The show is a farce in which a man, his wife and her dentist lover each conspire with one another to kill the other characters.
Strangis plays the dentist and Gary Walters plays the husband. In one scene, the husband dresses down the dentist for buying cheap rope for a hanging.
WALTERS: You bought rope on sale?
STRANGIS: It’s a second – there’s a flaw in it.
WALTERS: What kind of flaw?
STRANGIS: How do I know? It was such a good deal, I didn’t ask any questions.
WALTERS: A flaw? She’ll be here any minute, and I’ve got to look for a flaw? Where’s the flaw? I can’t find the flaw!
STRANGIS: You know what it’s costing us to hang Arlene? Between the room, the wood, the nails and the rope, it’s over $100.
WALTERS: Believe me, it’s a bargain.
The 50-year-old Strangis developed a passion for theater in high school. But he didn’t act on it until 2005, when a labor dispute ultimately canceled the National Hockey League season. No Stars hockey meant Strangis had a lot of time on his hands.
STRANGIS: “It’s very different. I’m on television 100 nights a year. This is very different. And to come out in front of 150 people here, my adrenaline really gets rushing like it doesn’t doing my day job. So I guess I was just looking to have a little fun and stretch myself and do something different.”
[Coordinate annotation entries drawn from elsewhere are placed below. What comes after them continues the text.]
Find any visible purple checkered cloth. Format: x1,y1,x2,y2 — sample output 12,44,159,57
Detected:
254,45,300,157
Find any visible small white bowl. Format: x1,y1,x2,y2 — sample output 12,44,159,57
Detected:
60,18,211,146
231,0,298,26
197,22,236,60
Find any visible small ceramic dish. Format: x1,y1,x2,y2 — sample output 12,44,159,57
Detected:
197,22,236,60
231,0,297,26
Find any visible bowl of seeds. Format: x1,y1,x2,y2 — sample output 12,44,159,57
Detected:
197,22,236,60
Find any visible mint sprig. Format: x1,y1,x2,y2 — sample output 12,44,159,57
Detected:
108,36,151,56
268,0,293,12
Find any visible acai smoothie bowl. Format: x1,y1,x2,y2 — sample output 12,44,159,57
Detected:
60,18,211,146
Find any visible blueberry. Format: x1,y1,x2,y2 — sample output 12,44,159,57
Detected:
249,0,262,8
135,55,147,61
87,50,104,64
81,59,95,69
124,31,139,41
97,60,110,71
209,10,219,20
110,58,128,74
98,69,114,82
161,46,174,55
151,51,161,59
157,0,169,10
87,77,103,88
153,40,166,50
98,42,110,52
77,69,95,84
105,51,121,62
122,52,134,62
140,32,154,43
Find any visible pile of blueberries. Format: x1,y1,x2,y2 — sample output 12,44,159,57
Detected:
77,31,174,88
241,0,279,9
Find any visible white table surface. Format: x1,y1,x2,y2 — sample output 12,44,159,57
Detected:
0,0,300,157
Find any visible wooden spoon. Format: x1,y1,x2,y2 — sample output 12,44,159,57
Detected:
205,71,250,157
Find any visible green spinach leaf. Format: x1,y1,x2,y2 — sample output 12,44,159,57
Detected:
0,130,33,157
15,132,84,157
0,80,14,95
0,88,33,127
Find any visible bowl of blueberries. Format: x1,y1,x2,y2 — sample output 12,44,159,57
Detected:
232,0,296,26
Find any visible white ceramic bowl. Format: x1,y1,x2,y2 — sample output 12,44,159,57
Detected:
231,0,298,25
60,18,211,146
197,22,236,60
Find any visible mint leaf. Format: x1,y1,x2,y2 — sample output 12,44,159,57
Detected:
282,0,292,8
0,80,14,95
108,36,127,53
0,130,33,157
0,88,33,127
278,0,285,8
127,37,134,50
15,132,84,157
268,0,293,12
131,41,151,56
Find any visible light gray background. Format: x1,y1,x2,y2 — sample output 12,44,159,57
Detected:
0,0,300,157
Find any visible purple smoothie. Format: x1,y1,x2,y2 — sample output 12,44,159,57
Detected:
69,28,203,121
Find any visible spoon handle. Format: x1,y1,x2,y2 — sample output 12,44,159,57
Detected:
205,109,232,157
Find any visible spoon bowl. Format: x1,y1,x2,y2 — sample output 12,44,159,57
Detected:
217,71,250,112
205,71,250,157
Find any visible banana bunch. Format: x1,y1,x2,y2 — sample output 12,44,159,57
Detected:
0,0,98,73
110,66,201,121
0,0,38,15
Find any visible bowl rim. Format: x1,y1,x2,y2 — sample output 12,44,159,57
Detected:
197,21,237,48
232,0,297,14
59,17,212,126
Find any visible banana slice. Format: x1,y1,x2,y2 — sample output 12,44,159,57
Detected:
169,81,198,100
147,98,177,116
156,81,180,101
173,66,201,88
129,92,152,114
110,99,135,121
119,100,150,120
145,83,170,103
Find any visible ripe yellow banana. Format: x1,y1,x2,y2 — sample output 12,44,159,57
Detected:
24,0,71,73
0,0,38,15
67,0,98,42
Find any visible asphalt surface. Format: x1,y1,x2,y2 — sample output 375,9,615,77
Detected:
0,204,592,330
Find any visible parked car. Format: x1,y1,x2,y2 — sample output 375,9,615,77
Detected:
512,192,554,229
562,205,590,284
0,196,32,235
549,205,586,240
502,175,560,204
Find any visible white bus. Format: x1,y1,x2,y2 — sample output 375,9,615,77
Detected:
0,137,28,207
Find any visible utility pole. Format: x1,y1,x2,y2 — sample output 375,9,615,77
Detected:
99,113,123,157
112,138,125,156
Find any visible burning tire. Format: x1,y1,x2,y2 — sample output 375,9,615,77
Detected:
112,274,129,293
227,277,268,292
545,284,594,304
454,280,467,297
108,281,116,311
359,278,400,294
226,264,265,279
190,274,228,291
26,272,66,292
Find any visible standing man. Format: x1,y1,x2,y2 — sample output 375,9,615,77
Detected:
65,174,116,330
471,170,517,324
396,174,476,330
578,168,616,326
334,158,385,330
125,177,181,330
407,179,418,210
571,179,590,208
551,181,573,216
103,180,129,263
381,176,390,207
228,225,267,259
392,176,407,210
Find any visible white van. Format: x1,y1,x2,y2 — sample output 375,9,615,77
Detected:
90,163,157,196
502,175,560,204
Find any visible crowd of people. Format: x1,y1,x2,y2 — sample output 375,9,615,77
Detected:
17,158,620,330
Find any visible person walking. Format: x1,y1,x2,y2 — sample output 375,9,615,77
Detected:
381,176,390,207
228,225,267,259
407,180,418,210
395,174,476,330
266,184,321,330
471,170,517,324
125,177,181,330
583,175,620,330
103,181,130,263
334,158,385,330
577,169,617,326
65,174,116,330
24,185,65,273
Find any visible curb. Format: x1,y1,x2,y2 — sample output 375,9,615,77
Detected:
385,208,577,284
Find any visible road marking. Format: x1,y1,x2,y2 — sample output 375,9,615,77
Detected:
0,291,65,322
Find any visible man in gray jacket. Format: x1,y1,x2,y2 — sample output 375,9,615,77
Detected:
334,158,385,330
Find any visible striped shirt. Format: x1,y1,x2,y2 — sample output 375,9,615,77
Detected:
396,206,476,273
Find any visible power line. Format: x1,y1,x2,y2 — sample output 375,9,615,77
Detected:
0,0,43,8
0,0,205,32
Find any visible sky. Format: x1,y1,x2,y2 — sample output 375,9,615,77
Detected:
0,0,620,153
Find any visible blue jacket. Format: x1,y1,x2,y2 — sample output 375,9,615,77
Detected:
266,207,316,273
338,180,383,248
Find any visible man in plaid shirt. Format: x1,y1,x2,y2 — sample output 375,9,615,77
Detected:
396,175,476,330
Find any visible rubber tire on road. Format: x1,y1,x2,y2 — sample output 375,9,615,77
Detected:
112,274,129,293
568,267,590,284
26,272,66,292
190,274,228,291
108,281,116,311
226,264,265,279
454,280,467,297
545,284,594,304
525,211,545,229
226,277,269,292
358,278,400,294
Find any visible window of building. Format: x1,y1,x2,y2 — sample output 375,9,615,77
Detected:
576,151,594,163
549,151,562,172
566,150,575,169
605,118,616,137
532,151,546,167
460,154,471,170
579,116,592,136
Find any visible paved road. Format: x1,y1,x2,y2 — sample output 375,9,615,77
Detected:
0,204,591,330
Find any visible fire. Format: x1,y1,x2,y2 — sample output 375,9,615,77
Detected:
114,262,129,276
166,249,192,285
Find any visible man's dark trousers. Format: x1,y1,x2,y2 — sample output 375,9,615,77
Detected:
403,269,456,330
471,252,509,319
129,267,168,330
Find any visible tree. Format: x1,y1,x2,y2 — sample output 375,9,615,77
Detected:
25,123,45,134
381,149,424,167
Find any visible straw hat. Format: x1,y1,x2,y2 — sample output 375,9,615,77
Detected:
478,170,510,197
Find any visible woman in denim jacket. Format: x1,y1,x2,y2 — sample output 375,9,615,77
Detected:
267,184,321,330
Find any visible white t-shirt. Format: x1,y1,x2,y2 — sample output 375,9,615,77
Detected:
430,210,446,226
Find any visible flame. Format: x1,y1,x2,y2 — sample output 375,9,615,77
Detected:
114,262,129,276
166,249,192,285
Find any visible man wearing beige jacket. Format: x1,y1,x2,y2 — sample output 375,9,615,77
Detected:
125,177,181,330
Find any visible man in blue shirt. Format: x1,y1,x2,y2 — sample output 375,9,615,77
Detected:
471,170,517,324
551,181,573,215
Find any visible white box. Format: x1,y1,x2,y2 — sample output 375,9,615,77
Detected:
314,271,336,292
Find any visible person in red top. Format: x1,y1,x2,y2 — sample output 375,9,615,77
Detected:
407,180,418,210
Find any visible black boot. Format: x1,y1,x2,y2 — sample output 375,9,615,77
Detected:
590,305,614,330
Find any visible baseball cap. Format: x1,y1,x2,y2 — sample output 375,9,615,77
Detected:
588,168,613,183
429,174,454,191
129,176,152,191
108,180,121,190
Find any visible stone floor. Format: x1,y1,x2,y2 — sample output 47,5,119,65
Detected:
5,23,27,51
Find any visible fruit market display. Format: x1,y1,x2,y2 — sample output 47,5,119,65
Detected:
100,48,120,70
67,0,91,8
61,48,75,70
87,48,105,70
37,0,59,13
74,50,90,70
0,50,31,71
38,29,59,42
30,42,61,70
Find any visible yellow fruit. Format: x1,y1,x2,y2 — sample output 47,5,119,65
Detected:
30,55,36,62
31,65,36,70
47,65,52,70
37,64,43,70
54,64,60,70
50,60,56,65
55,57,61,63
Murder at the Howard Johnson’s is Strangis’ fifth show with Theatre Coppell – his first was the French farce Don’t Dress for Dinner. And in that time, he’s grown.
Pete Wilson is directing Murder at the Howard Johnson’s. He admits Strangis was initially a bit of stunt casting and a curiosity for audiences.
WILSON: “But then as he started doing these shows, he started becoming an actor. … In the last two shows at least, he has become not only an equal lead with everybody else, but he’s quite a comedian. And in the last show he was in, he had to do some serious dramatic acting. And he’s gotten very good at it – he can certainly hold his own.”
Strangis still works hard to develop this new skill. But his background in broadcasting helped.
STRANGIS: “My hockey job does give me certain skills here I think. It gives me an alertness and an awareness to watch out for the minefields and know where they might be and be ready in case something happens. … And then I think the other way is, I think this is just a great life lesson about being in the moment and really focusing on what you’re doing now.”
Strangis is already thinking beyond this show. He’d love to do a David Mamet play like Glengarry Glen Ross or Speed the Plow. And he hasn’t ruled out the idea of roping in Daryl “Razor” Reaugh for a show. Strangis and Reaugh have teamed up on Stars broadcasts since 1996.
Who knows – maybe someone will adapt Slapshot for the stage.